There was a situation that happened at last years NATs involving Paul Walker's first flight in the Open Finals. If I recall the events correctly, Paul had just finished his flight and his helper who was attending to the plane had not secured or "disarmed" the plane by pulling his arming plug. By the time his helper disarmed the plane, Paul inadvertently switched the handle from his right hand to his left hand "before" his helper disarmed the plane. This resulted in Paul receiving a 0 score for his first flight. Is this a correct interpretation of this rule?
Not of the current rule book version. It may well be a correct implication of the special NATs rule regarding this (that predated the official one). The initial version (before 2011) was that removing the safety thong before disarming the model was not allowed. I intentionally removed that based on comments here, and the altered version is the one in the rule book.
It's OK to have different rules for the NATs, and I have to admit I wasn't paying any attention to what was briefed at the pilot's meeting last year, so I don't know.
The reasoning behind the rule book version was that we want single-failure safety, that is, if it starts unexpectedly, someone also has to drop the handle before it is unsafe. So just holding the handle is good enough, including handing it off to your helper while you go to disarm the airplane.
Requiring the safety thong, too, is dual-failure tolerant, because if the airplane starts unexpectedly AND you drop the handle (two failures, not one) then you still have the thong backing you up.
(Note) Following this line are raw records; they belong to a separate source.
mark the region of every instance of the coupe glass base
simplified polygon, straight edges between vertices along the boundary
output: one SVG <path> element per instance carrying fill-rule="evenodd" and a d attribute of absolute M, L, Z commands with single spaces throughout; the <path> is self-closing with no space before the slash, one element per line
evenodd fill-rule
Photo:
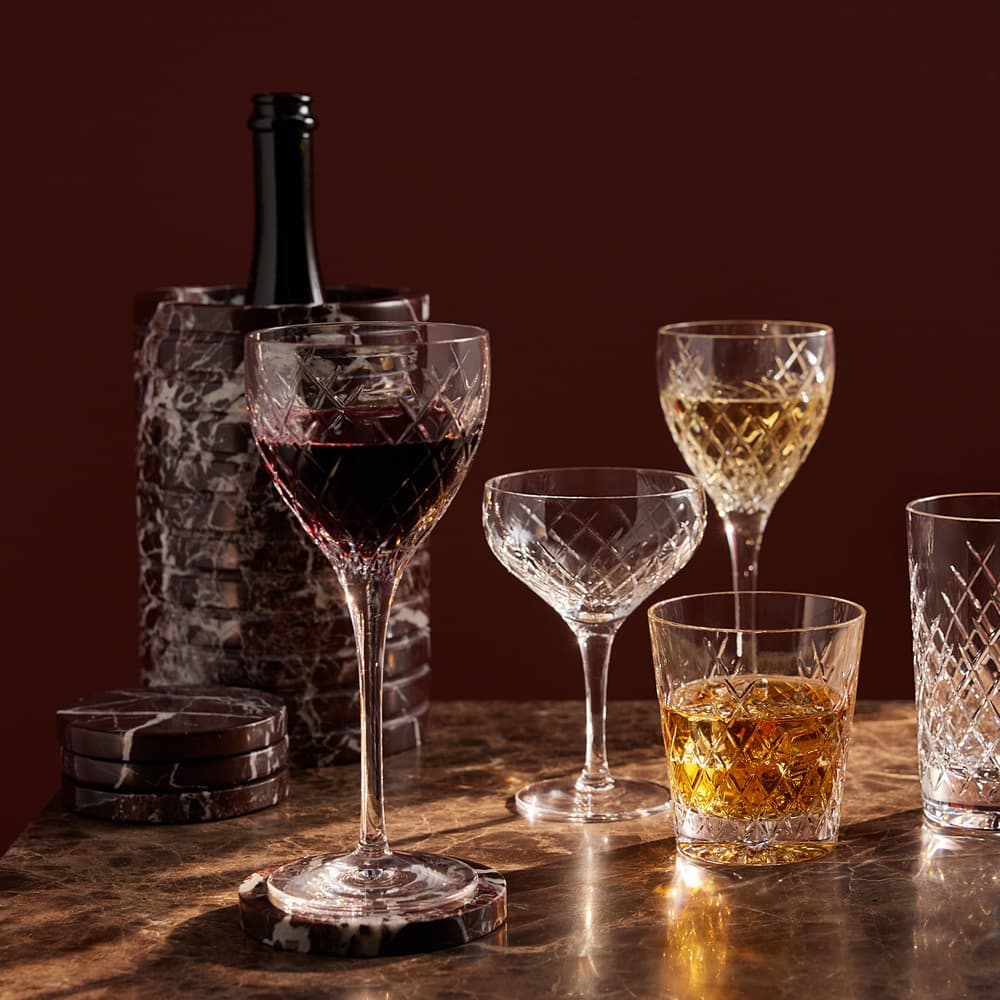
<path fill-rule="evenodd" d="M 563 823 L 610 823 L 638 819 L 670 808 L 670 790 L 655 781 L 615 778 L 610 788 L 581 792 L 576 775 L 526 785 L 514 796 L 517 811 L 528 819 Z"/>
<path fill-rule="evenodd" d="M 270 901 L 293 916 L 344 917 L 457 912 L 475 897 L 479 880 L 464 861 L 438 854 L 380 858 L 322 854 L 276 868 L 267 879 Z"/>

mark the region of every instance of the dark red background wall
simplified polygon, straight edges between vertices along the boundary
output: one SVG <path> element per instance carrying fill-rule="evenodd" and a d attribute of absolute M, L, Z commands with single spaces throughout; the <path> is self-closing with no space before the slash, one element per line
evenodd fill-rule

It's OK to be safer, but this does exceed the levels of margin/tolerance we use for everything else in stunt (like the pull test) and does cause minor operational restrictions like not being able to hand off your handle to someone else.
If it had been me, and I hadn't paid attention (which is shame on me), I would have expected the rule book version, and may have gotten burned on the same issue were I flying electric.
I don't know what version will be used, but fortunately, we know the CD!